Home: an indie horror game

A few weeks ago, my brother kindly gifted me a game from my Steam wishlist, because he is a love like that.

It was Home by Benjamin Rivers.

It’s a beautifully atmospheric pixelly thing, which creates a really spooky atmosphere through sound, confusion and limited visibility. Who are you? Where are you? What are you doing? What have you done?

I spent about 40 minutes playing this. I will have to play it again. It’s a very simple thing, old school adventure style, you wander from place to place through doors up stairs down ladders through gates – investigating various items along your way, piecing together a story, somehow. You get the feeling you’re adding two and two to make two and a half.

The items you do or don’t collect, the areas you do or don’t investigate, the choices you make, the places you go – they all lead to a final conclusion. Based on what you’ve pieced together your character comes to some conclusion about what has happened and what he needs to do next. You get the feeling he’s kidding himself.

At the end, after the character’s final monologue, you are prompted to tell your story of what happened. At this stage I threw a few words down about what my wife did and what I did about it, then pootled off to see what everyone else had written.

I was surprised to see such variation – this was where I realised how much I hadn’t seen, and how many alternative conclusions there could be. It’s not clear, of course, whether all these conclusions are prompted by the game, or how much has been extrapolated by the players. I’ll have to play again, perhaps several times, to find out.

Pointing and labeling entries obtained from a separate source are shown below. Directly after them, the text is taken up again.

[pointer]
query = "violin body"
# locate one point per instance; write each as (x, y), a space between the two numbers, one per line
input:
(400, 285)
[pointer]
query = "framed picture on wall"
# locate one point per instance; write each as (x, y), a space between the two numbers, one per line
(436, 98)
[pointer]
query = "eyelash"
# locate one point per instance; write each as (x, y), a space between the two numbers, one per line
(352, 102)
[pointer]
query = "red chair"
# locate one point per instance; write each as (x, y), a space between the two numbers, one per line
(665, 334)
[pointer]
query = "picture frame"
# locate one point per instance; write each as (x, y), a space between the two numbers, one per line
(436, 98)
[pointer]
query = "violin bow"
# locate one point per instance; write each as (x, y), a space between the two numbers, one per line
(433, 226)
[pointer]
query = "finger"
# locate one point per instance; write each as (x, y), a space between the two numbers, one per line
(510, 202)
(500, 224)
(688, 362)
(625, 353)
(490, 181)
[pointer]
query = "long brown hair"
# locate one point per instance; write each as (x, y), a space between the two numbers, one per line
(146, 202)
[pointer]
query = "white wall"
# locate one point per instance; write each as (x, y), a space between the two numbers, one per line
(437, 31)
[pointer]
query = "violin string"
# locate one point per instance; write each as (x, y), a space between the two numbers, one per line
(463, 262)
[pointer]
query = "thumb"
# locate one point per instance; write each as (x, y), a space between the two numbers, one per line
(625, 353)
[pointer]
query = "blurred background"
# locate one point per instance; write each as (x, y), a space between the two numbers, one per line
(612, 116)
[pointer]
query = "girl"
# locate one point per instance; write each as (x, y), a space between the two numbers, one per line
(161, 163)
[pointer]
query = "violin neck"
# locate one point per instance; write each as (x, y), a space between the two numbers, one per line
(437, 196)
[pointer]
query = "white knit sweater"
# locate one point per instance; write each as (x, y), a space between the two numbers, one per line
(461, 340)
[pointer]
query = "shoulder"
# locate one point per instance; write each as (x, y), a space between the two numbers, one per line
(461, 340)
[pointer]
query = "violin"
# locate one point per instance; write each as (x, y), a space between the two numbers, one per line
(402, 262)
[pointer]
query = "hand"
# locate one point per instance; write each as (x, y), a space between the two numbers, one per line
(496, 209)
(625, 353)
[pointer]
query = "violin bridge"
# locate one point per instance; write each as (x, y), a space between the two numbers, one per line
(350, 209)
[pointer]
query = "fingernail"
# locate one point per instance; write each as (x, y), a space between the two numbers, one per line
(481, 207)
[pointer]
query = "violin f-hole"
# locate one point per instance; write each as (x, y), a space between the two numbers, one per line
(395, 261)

Will I? I will definitely play again, but I’m not sure if I’ll play again more than once. There’s a fair bit of corridor trekking and basement/dungeon diving – and tap turning. None of this felt annoying the first time round, but I’m conscious that some aspects may not be too conducive to several playthroughs. This may say more about me though – I don’t have huge amounts of time in big chunks, and since the game will not allow you to save, insisting on you completing it in one sitting, I may struggle.

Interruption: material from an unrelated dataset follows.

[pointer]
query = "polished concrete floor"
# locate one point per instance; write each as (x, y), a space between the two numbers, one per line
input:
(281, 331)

I was surprised to see so much negativity in the discussion board on the Steam game hub – it seems several people found the game boring and plotless. I don’t agree on either count. Several people declared it “not a game”. That seems particularly odd to me. Yes, I have a small penchant for really non-game super-pretentious art-wank games, so perhaps my bar for what constitutes a game is hung in a particularly odd position – but Home contains everything I’d expect in the most harshly defined “game”. Interactivity, outcomes, choice, narrative. What is missing?